Since 2013, intermodal (excluding 2016) has set annual records, driven by domestic growth. International intermodal rebounded recently after slower growth, though trade tensions and economic uncertainty create hesitation in commodity production. While 2018 U.S. GDP grew 3.1%, the commodity sector—more closely tied to rail—expanded just 1-1.5%, making it crucial for rail performance assessment.
- Market segmentation: Distinct carload and intermodal markets require differentiated approaches
- Intermodal growth: Strong domestic performance contrasts with trade-sensitive international business
- Commodity linkage: Rail prospects hinge on commodity sector performance
4. Market Volatility: Coal, Floods and Trade Disruptions
Rail markets constantly evolve with customer needs. Coal shipments continue declining as cheap natural gas erodes demand. Midwest floods in early 2019 severed two critical rail lines, disrupting coal, grain and intermodal transport. Meanwhile, U.S.-China trade tensions created a tariff-related shipping surge before new duties took effect, causing inventory buildup and complicating first-half performance. Offsetting these challenges, crude shipments rose due to Canadian imports and increased domestic production.

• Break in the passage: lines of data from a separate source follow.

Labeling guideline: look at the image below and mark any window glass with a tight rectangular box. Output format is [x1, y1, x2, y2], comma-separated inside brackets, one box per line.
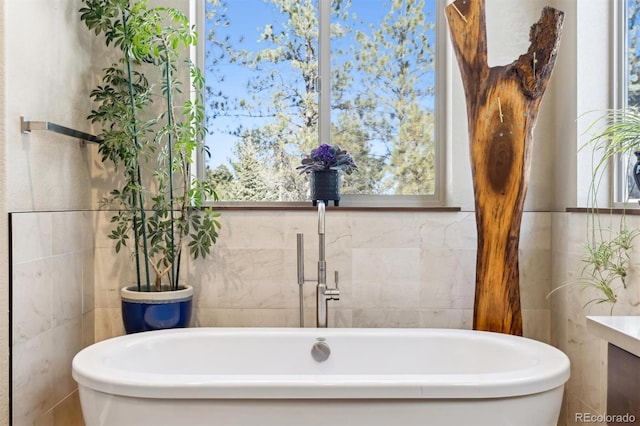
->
[203, 0, 438, 203]
[628, 0, 640, 106]
[621, 0, 640, 200]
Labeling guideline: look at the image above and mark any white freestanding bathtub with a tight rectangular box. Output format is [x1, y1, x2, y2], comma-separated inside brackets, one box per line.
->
[72, 328, 570, 426]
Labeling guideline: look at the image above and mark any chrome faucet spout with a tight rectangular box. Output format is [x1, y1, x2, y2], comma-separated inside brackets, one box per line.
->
[316, 201, 339, 328]
[318, 201, 326, 286]
[318, 200, 325, 235]
[297, 201, 340, 328]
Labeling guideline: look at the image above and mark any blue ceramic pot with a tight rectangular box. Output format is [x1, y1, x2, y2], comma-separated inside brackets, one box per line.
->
[120, 285, 193, 334]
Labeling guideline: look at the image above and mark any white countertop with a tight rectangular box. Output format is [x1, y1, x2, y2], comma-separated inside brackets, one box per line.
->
[586, 316, 640, 357]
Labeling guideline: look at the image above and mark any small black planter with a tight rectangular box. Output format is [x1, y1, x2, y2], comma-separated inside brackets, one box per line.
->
[310, 170, 340, 206]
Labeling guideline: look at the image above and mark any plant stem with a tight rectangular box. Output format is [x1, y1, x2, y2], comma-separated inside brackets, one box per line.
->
[163, 42, 177, 290]
[122, 10, 151, 292]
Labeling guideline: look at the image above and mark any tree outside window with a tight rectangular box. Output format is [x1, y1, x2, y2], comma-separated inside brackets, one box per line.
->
[618, 0, 640, 201]
[204, 0, 437, 203]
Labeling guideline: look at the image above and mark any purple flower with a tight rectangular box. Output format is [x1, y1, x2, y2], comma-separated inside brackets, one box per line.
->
[311, 144, 337, 165]
[297, 143, 358, 175]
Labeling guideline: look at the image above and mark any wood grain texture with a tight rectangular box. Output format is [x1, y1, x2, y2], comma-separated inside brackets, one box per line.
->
[607, 344, 640, 424]
[445, 0, 564, 335]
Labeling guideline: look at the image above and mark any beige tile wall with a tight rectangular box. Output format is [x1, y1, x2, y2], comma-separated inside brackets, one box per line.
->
[95, 209, 552, 343]
[551, 212, 640, 426]
[11, 212, 94, 425]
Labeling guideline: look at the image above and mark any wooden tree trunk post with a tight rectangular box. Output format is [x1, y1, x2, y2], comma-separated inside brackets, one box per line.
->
[445, 0, 564, 335]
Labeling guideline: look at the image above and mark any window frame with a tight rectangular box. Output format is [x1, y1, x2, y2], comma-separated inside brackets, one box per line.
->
[614, 0, 628, 205]
[195, 0, 448, 208]
[612, 0, 640, 206]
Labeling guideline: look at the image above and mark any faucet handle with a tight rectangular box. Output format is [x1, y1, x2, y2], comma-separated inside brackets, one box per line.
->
[323, 270, 340, 299]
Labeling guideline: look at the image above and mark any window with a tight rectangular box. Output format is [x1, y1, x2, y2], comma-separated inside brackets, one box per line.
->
[201, 0, 442, 206]
[616, 0, 640, 202]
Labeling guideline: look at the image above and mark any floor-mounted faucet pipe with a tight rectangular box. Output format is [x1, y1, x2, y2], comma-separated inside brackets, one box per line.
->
[295, 201, 339, 328]
[296, 233, 305, 327]
[297, 233, 305, 286]
[316, 201, 340, 327]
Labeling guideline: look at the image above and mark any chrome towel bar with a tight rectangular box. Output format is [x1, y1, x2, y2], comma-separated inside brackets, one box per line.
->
[20, 116, 101, 144]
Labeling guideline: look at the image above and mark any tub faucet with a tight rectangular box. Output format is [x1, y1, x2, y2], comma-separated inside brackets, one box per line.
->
[316, 201, 340, 328]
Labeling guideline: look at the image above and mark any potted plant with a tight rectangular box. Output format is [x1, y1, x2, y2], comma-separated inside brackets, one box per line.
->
[549, 109, 640, 313]
[80, 0, 221, 333]
[297, 143, 357, 206]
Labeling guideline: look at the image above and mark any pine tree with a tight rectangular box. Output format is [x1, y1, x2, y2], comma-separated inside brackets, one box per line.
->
[228, 133, 273, 201]
[352, 0, 436, 194]
[204, 0, 436, 200]
[207, 164, 233, 201]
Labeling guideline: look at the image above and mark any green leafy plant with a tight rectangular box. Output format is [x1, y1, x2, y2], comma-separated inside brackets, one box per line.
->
[571, 226, 639, 312]
[549, 109, 640, 313]
[81, 0, 220, 292]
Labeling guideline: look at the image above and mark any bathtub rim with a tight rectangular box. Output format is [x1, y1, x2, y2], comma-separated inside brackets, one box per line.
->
[72, 327, 570, 400]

- Dynamic markets: Multiple factors require rail flexibility
- Coal decline: Environmental policies and gas competition reduce coal demand
- External shocks: Natural disasters and trade conflicts disrupt operations
5. AAR's Success: Advocacy, Regulation and Trade
AAR actively engages Congress, educating new legislators about privately-funded railroads that invest $25 billion annually in network maintenance. These efforts yielded positive results in House appropriations bills. AAR also promotes regulatory modernization, working with agencies to deploy efficiency-enhancing technologies. On trade, AAR supported USMCA (the updated NAFTA), believing it creates customer certainty and facilitates North American freight movement.
- Effective advocacy: Congressional engagement highlights rail's economic importance
- Regulatory progress: Advancing frameworks that accommodate innovation
- Trade support: Backing agreements that stabilize North American commerce
6. Precision Railroading: PSR's Impact and Service Quality
Precision Scheduled Railroading (PSR) reduces car handling to improve network fluidity and predictability—each handling event increases costs and reduces efficiency. While implementation requires ongoing adjustment to market changes, Canadian National and Canadian Pacific demonstrate PSR's potential to enhance service. U.S. railroads now pursue similar improvements.
- PSR objectives: Minimizing handling to boost efficiency and reliability
- Implementation challenges: Requires continuous optimization for market conditions
- Long-term benefits: Ultimately enhances service quality and customer satisfaction
7. Technological Innovation: PTC and Safety Advancements
Railroads deploy detectors, sensors, drones and high-resolution cameras for real-time network monitoring, transforming from reactive repair to proactive risk identification. These technologies improve inspection efficiency and safety. Meanwhile, railroads complete Positive Train Control (PTC) deployment, ensuring cross-operator interoperability.
- Real-time monitoring: Advanced sensors enable continuous network assessment
- Predictive maintenance: Identifying potential issues before failures occur
- PTC integration: Achieving seamless system interoperability
8. Trucking Competition: The Size and Weight Debate
AAR opposes trucking industry efforts to increase truck dimensions, arguing all infrastructure users should cover their costs. With $140 billion already transferred from general funds to maintain highways, research shows 80,000-pound trucks don't fully cover pavement damage costs. AAR contends expanding truck sizes would undermine fair rail-truck competition.
- Modal equity: Users must bear infrastructure costs proportionally
- Truck dimensions: Larger trucks would distort intermodal economics
- Funding reality: Highway trust fund challenges make expansion inadvisable
Facing unprecedented challenges and opportunities, AAR leads the rail industry toward safer, more efficient and sustainable operations through policy advocacy, technological advancement and market-responsive strategies.